Dla Śląska Glob jest okazją do integracji regionalnej branży turystycznej.

- W tym roku chcemy zupełnej zmiany jakościowej w turystyce - zapowiedział Jerzy Kłudka, wiceprzewodniczący Sejmiku Województwa Śląskiego. - Myślę tu o powołaniu Śląskiej Organizacji Turystycznej. Ona pozwoli nam skuteczniej zareklamować w kraju i za granicą nasze turystyczne atuty.

Jan Korsak, prezes Polskiej Izby Turystyki, uważa, że Śląsk jest nie tylko atrakcyjnym turystycznie regionem, ale dzięki liczbie ludności, łakomym kąskiem dla biur podróży.

- Niestety, przeszkodą w pełnym wykorzystaniu tego potencjału jest nie wojna, ale sytuacja ekonomiczna i bezrobocie - mówi Jan Korsak. - To największy problem polskiej branży turystycznej. Wyjazdy i rekracja to potrzeby wyższego rzędu i gdy trzeba oszczędzać, z nich rezygnuje się najpierw.

To zubożenie dostrzegają wszyscy organizatorzy wypoczynku. Dlatego przybywa klientów krajom, które oferują przystępne ceny.

- Rok temu odwiedziło Węgry ponad 900 tysięcy Polaków - wylicza Bożena Hirling, dyrektor Narodowego Przedstawicielstwa Turystyki Węgierskiej. - To o jedenaście procent więcej niż w roku 2001. Najwięcej osób odwiedza Budapeszt. Na drugim miejscu są kąpieliska termalne, a na trzecim Balaton. Na Węgrzech ceny są wciąż jeszcze niższe, nawet o jedną trzecią, a baza hotelowa bardzo dobra.

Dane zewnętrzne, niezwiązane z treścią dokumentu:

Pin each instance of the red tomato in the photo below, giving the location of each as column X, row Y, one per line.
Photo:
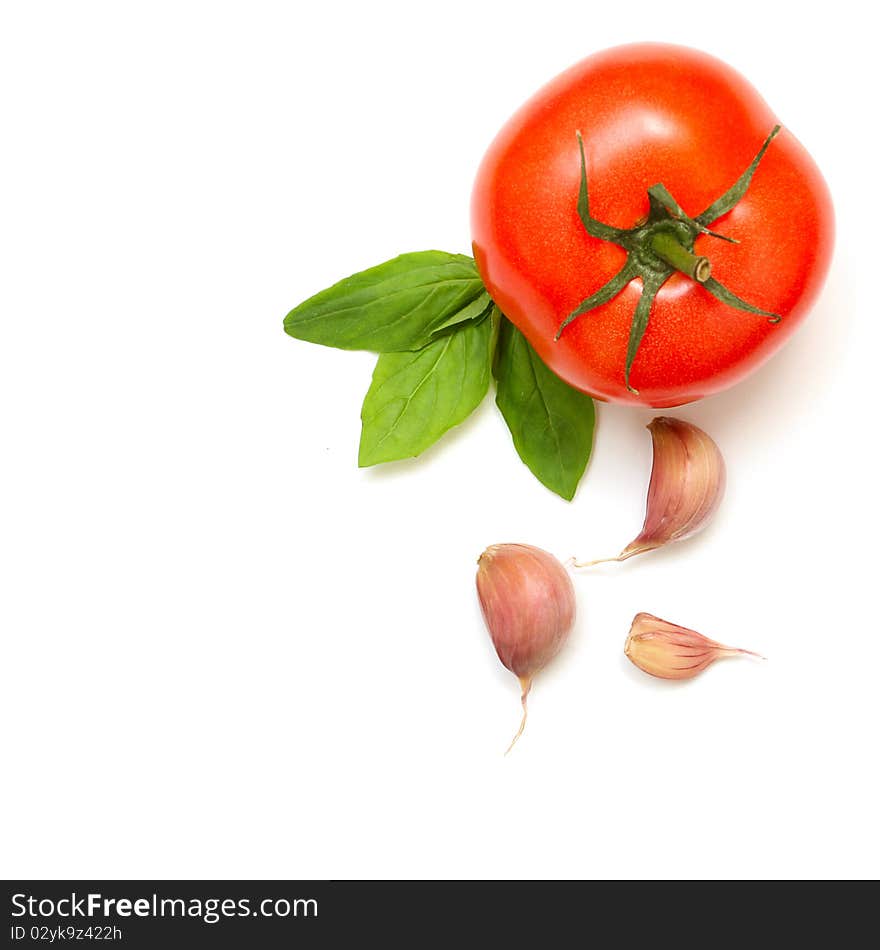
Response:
column 649, row 113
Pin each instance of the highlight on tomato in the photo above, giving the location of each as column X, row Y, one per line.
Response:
column 645, row 230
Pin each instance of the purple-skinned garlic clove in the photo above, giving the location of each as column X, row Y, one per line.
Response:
column 672, row 652
column 688, row 478
column 528, row 603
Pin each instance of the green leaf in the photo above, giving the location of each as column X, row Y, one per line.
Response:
column 415, row 397
column 396, row 306
column 551, row 423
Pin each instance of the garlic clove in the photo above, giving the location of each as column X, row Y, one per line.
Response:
column 528, row 603
column 672, row 652
column 688, row 478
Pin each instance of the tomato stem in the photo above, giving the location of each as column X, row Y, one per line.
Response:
column 669, row 249
column 659, row 245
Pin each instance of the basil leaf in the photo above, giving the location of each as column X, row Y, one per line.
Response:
column 551, row 423
column 477, row 310
column 416, row 397
column 393, row 307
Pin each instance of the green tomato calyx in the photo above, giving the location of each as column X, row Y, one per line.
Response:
column 658, row 247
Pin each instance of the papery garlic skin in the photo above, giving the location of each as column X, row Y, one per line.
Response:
column 672, row 652
column 528, row 603
column 688, row 478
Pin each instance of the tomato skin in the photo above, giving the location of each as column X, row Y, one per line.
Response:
column 649, row 113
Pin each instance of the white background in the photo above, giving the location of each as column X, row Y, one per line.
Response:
column 227, row 652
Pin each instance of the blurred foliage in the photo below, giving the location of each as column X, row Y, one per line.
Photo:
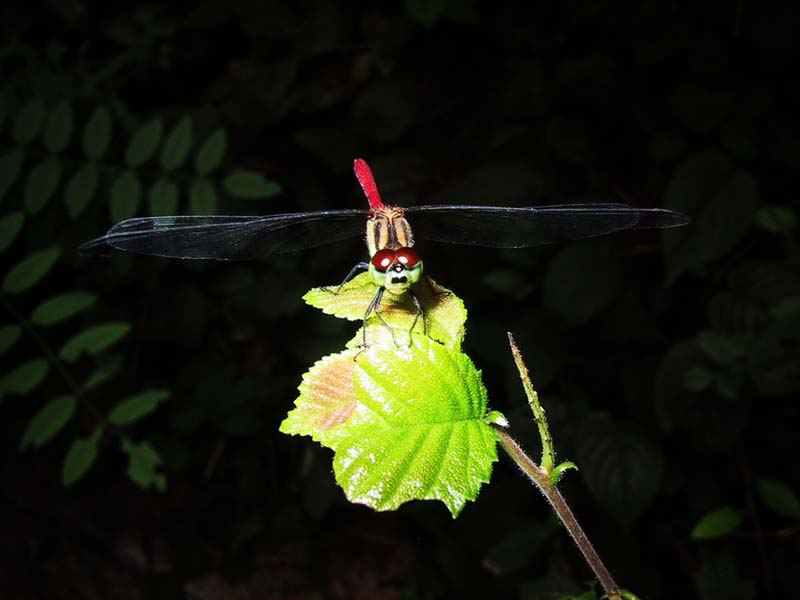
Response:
column 668, row 365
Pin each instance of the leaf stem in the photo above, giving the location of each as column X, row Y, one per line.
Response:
column 542, row 480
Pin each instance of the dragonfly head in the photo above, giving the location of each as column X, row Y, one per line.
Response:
column 396, row 270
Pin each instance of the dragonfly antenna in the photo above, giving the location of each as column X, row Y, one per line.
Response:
column 367, row 181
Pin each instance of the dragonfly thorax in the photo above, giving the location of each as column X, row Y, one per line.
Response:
column 396, row 270
column 388, row 228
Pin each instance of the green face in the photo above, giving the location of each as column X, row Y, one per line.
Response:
column 396, row 270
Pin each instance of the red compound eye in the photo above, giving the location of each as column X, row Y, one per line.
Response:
column 408, row 257
column 383, row 259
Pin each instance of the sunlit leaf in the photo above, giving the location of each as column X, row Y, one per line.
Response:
column 80, row 457
column 28, row 121
column 97, row 134
column 250, row 185
column 717, row 523
column 142, row 462
column 144, row 143
column 59, row 126
column 779, row 497
column 41, row 184
column 30, row 270
column 24, row 378
column 620, row 464
column 177, row 145
column 50, row 419
column 62, row 307
column 163, row 198
column 93, row 340
column 137, row 406
column 126, row 195
column 210, row 154
column 10, row 226
column 81, row 189
column 9, row 334
column 202, row 197
column 10, row 167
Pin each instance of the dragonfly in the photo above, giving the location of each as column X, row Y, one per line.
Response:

Z liczby turystów z Polski zadowoleni są też Chorwaci.

- W zeszłym roku w Chorwacji było 400 tysięcy Polaków - mówi Bojan Baketa, dyrektor Chorwackiego Ośrodka Informacji Turystycznej. - Jesteśmy bliskim i bezpiecznym krajem, dlatego w tym roku mamy nadzieję, mimo trudnej sytuacji ekonomicznej wielu ludzi, na zwiększenie tej liczby.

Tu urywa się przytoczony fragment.